So I'll have to wait for your next trip down.

I definitely appreciate whatever you're getting rid of, and like I said before, if it isn't very much I can also offer whatever you'd've gotten scrapping/recycling it.
There is a chance I might get a friend to take me up there, like last time (but a different friend). Depends on what days you'd be avaialbe if I could come up there;
The front to rear hub motor magic is awesome btw!
It was kind of a desperation move, which I wouldn't even have tried if I didn't have two sets of covers and two (different but interchangeable) stators and two magnet rings, in case I really screwed it up. Hopefully it will inspire others to try something similar, only better.

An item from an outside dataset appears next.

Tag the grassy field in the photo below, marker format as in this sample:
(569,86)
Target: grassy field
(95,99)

But it was the only way I could use disc brakes in the front without the custom disc I made from scrap metal for the hubmotor's cover bolt ring, and welding a caliper mount to that hill-assault fork (that doesn't fit any of the steel headtubes I have except the one already on the new bike frame

). I still want to do that giant brake disc, but I have to get the right cover bolts for it first. I think I want to try it on the rear, since welding a caliper mount there ought to be easy enough, compared to on the fork. Should be plenty of clearance.

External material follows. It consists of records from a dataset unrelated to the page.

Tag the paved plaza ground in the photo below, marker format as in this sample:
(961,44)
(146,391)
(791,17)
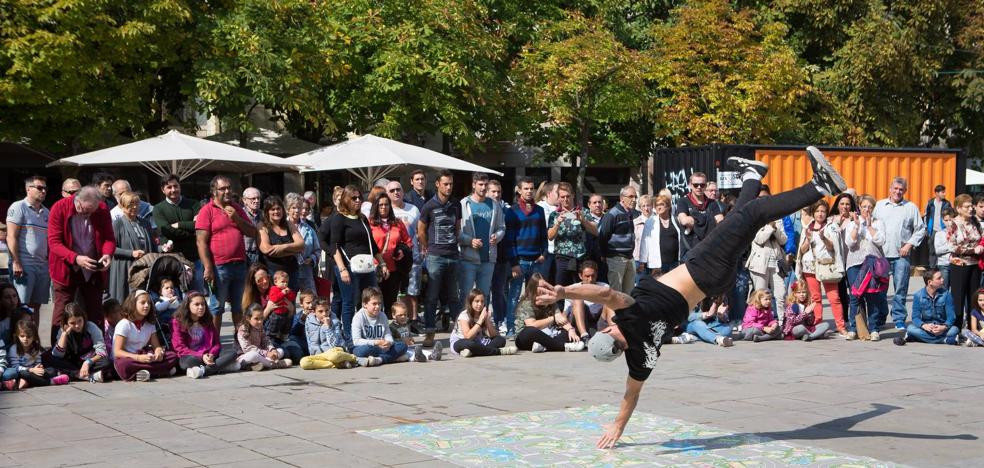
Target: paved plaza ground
(823,403)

Speaking of clearance, apparently the frame flexes enough in the rear triangle to cause some tire rub during regen braking. It *only* happens then, not during accel or if I only brake with the front disc. I can't tell but I think that the dropouts themselves might be flexing, along with the thin stays.

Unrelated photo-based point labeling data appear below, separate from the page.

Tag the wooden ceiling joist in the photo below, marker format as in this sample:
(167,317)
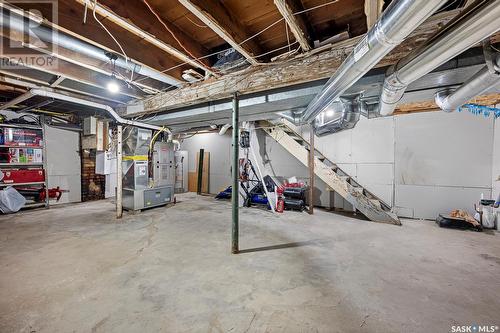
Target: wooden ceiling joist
(298,27)
(216,16)
(373,11)
(306,68)
(109,15)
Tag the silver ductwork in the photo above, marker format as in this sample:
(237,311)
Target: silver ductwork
(486,78)
(471,27)
(50,93)
(345,114)
(396,23)
(18,22)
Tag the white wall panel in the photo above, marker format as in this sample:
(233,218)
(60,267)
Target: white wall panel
(444,149)
(429,201)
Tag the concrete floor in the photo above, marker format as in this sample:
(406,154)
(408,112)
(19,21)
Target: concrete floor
(74,269)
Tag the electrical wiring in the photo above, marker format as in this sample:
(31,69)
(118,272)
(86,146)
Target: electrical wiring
(170,31)
(249,38)
(111,35)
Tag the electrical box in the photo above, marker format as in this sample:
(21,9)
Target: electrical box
(90,126)
(163,164)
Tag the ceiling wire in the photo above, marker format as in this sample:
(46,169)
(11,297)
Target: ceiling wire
(171,32)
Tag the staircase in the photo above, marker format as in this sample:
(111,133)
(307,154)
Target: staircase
(366,202)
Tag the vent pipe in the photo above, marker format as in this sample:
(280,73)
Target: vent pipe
(396,23)
(486,78)
(471,27)
(14,20)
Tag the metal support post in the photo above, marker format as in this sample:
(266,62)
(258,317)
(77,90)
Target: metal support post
(311,170)
(119,176)
(236,176)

The flexing itself isn't an issue, but the tire rub is--this is the thin sticky compound Cheng Shin I like on the front, one of which had a thread failure on the tread section, and then split the casing along the tread. The one now on the rear is showing two bulges on teh sidewall, probably from damage from friction heating as it rubs on the frame. The bulges stick out more and rub earlier and for more time, and harder, which exacerbates the problem.
So, I need to change the tire before I have a failure. I don't know which one I want to put on there, because I would like one that is going to be tough enough to last a while, and is also going to help with traction, etc., but not have a high rolling resistance or bumpy ride.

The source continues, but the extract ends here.